I don't like packaged mac & cheese with orange powder, i.e. Kraft.
I prefer a scratch-made sauce with a bechamel base and three or four kinds of old-world cheeses blended together, with slices of Italian sausage or smoked wild boar bacon, accompanied by a craft cocktail or a pint of micro-brew beer.
Oh, wait... this is about the new Trek movies.
I have been watching Star Trek since I was a wee lad in the 1980s, and TOS has always been my absolute favorite; to me, it is the one and only true
Star Trek.
For years, I was continually saddened by the Trek spinoffs (except DS9, which I find to be not bad in general), including the endless PC preachyness of TNG, the horrendous inferiority of Voyager, the sheer mediocrity and boredom of Enterprise, and all the lackluster and disappointing movies that came after TWOK.
The Trek franchise continued to get overly bloated and unnecessarily complicated, yet more and more bland and mediocre at the same time.
And then there were several years with no Trek series or films. And with the direction that Trek had gone since the 80s, I didn't really miss it.
And then JJ Abrams'
Star Trek was released in 2009. It ignored years of Trek baggage and went back to square one. It filled me with the same sense of wonder and adventure that I always got from the original series (and has been sorely missing from the last 20-something years of modern Trek), but on a bigger scale. I think I saw it three times in the theater, and I saw
Into Darkness four times during its theatrical run. I enjoy the characterization and plot, the depiction of the Trek world, as well as the grand visuals, which I find often very reminiscent of the bright, primary color scheme of the series, as well as the cover illustrations on the old Pocket Books TOS novelizations by James Blish (those were an essential aspect of early Trek fandom). To sum it up, these movies take me back to the original series.

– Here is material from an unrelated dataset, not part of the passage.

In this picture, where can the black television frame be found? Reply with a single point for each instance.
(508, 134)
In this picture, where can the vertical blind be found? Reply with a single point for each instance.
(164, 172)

Yet, at the same time, I love stories that take our preconceived, comfortable notions of things and then turn them completely on their heads. And I find a lot of this kind of thing to enjoy in the new Trek movies.
So, in response to the original question, I would say Yay!
In fact, it was the new movies that finally got me interested enough in Trek again to come back to this BBS after a twelve-year hiatus.
And for the record, I HATE the way Romulans looked throughout the later Trek series... the same exact stupid-looking wig on EVERYBODY, forehead ridges, and those awful football player shoulder pads.

So I was very glad to see something different in ST09! And no, Romulan culture is
not based on a philosophy of logic a la the Vulcans.